The daycare pickup dread is real
I want to be honest about the social part, because nobody talks about it. Standing there while a teacher describes how your kid bit someone makes you feel judged, even when nobody’s judging you. I’d rehearse what I’d say in the car on the way over.
What helped was realizing the daycare teachers had seen this a hundred times. Every single one of them. The kid who bites in spring is the kid who’s reciting the alphabet by fall. It’s a phase, and the professionals know it’s a phase.
I also stopped over-apologizing and started asking the teachers what strategies they were using, so we could match them at home. Consistency between settings mattered more than my groveling.
What the research says works
The research is pretty consistent, and it’s almost boringly low-drama. Punishment, yelling, and “biting them back” (yes, people suggested this) don’t work and can make it worse. What works is calm, consistent, and immediate.
The basic playbook: get down to eye level, keep it short and firm (“no biting, biting hurts”), tend to the kid who got hurt, and redirect. The redirect part is key — you’re not just stopping the behavior, you’re giving the feeling somewhere to go.
You also can’t reason a 16-month-old out of it mid-meltdown. Long explanations are wasted breath. Short words, calm body, move on.

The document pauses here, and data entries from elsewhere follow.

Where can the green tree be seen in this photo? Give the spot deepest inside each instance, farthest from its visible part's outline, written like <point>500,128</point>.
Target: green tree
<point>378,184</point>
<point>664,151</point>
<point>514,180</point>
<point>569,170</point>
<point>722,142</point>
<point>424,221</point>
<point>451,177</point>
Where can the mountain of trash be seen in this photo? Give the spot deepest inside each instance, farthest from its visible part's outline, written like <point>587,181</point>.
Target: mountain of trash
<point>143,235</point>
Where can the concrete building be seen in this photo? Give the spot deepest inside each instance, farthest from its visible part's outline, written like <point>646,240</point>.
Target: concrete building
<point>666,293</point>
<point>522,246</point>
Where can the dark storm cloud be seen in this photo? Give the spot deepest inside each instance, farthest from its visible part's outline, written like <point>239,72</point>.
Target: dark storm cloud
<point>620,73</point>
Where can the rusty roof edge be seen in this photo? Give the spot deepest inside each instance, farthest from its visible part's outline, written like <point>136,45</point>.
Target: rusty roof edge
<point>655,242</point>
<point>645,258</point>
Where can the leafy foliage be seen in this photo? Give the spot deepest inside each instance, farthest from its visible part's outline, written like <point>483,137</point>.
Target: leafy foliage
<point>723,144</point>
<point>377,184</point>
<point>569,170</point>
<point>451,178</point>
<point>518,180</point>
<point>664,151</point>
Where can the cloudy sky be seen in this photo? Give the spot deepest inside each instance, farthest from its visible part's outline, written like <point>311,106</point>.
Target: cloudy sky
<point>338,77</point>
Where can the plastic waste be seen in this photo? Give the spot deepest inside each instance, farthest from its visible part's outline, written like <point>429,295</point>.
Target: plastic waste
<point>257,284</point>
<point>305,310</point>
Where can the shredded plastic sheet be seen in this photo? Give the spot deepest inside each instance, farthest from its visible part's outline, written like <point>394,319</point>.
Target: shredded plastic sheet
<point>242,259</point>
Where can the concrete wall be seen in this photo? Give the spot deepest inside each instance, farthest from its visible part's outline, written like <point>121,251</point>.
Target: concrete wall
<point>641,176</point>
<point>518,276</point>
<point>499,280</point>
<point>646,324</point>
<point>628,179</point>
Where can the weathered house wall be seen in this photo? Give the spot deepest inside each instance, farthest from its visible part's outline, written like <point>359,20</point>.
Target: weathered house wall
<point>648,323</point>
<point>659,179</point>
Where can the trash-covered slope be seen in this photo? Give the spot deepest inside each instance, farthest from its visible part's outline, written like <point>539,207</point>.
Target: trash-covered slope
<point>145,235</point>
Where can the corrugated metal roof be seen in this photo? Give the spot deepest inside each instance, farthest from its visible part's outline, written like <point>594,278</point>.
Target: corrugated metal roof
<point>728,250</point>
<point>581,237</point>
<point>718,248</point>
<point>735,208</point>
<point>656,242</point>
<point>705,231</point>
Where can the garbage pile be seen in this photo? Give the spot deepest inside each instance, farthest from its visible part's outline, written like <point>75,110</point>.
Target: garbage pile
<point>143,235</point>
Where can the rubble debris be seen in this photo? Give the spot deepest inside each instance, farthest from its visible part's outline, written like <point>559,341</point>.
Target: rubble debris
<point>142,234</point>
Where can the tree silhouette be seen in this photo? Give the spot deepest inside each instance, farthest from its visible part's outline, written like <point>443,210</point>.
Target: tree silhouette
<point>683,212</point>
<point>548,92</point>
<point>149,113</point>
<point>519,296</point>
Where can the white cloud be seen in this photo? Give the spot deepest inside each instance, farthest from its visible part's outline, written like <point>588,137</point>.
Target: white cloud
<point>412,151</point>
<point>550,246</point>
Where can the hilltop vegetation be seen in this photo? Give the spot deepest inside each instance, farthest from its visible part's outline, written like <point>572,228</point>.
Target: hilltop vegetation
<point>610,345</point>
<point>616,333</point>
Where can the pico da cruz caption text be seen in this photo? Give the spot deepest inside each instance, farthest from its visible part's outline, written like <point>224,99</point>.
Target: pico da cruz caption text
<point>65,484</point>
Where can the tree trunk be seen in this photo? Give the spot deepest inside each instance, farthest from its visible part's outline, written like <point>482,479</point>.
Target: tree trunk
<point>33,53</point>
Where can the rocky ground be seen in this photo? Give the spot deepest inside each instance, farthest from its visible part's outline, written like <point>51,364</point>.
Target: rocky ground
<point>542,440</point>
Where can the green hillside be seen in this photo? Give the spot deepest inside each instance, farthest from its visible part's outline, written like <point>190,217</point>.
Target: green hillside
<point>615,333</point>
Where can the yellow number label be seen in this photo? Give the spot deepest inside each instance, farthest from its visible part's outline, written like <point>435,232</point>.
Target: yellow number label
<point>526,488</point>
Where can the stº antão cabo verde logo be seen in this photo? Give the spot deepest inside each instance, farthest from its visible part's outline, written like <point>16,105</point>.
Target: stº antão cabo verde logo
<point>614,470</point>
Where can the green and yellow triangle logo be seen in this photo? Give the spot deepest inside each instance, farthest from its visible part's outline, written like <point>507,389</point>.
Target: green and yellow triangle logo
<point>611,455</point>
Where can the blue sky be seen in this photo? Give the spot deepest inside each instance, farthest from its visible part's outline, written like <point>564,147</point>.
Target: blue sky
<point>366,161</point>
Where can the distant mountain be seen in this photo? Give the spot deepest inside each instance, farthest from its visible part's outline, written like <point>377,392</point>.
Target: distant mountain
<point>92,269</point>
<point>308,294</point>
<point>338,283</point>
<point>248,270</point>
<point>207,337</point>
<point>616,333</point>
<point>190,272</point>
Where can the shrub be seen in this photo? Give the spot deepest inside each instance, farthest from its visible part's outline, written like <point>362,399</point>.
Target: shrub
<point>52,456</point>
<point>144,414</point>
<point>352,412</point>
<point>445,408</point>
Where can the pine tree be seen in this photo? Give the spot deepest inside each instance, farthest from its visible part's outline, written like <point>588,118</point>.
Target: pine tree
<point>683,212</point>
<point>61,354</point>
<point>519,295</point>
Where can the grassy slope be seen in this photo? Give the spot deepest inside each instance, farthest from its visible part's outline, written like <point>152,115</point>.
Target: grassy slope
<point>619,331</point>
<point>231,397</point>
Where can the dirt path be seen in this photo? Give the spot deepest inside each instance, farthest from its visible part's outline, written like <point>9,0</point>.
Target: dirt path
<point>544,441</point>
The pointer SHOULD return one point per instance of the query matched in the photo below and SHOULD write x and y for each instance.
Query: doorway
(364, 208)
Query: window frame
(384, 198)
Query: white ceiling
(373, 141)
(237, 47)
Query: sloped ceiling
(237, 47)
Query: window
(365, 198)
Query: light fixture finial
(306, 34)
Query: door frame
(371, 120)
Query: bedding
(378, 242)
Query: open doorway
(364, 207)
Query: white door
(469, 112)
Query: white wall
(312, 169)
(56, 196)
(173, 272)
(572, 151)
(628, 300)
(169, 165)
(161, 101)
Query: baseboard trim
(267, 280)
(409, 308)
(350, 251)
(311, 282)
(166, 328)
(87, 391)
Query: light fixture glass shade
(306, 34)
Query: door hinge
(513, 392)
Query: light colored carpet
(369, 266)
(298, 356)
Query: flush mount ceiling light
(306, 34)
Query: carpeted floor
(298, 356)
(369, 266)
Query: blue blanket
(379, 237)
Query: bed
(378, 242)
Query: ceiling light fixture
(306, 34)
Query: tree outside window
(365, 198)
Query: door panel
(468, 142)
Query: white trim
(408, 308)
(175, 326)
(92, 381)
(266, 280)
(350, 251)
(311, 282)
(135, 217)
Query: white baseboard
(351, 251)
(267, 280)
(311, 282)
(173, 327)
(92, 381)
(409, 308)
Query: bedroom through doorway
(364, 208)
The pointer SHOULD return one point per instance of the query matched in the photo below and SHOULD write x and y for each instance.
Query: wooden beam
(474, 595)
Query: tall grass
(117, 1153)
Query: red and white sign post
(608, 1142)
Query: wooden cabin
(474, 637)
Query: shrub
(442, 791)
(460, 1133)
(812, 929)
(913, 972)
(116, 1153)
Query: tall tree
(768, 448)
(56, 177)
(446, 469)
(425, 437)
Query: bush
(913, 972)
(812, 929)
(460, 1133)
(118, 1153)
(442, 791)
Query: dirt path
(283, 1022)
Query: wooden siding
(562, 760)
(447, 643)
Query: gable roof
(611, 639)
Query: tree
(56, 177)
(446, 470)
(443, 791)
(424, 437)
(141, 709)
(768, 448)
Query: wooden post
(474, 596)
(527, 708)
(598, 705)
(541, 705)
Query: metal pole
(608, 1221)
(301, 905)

What actually worked for us
Three things moved the needle for Owen. First, we got ahead of the triggers — most of his hitting happened when he was tired, hungry, or overstimulated, so we tightened up nap and snack timing. Boring, but it cut the incidents in half.
Second, we gave him words. We’d narrate his feelings constantly: “You’re mad. You wanted the truck. Say ‘mine.'” Giving him even a crude verbal tool reduced the need for the physical one.
Third, we taught a replacement action. When he felt the urge to hit, we’d guide him to stomp his feet or squeeze a pillow. Sounds silly, but having something to DO with the big feeling helped more than telling him what not to do.
It passed faster than I feared
By about 18 months, as Owen’s language exploded, the hitting and biting faded almost entirely. The correlation was so clean I could’ve put it on a chart — and reader, I considered it. More words, fewer teeth. It really was that direct.
I also stopped taking the incidents personally, which sounds obvious but took me a while. When Owen hit me, it wasn’t rejection or a sign he was turning into a problem kid. It was a frustrated toddler with no better tool reaching for the only one he had. Holding that frame kept me calm, and my calm was what he was borrowing to learn a better way.
If you’re in the incident-report phase right now, dreading pickup: it’s normal, it’s temporary, and it is not a referendum on your parenting. Stay calm, give them words, watch the triggers. Your kid isn’t a biter. Your kid is a toddler, and toddlers grow out of it. You’re doing fine.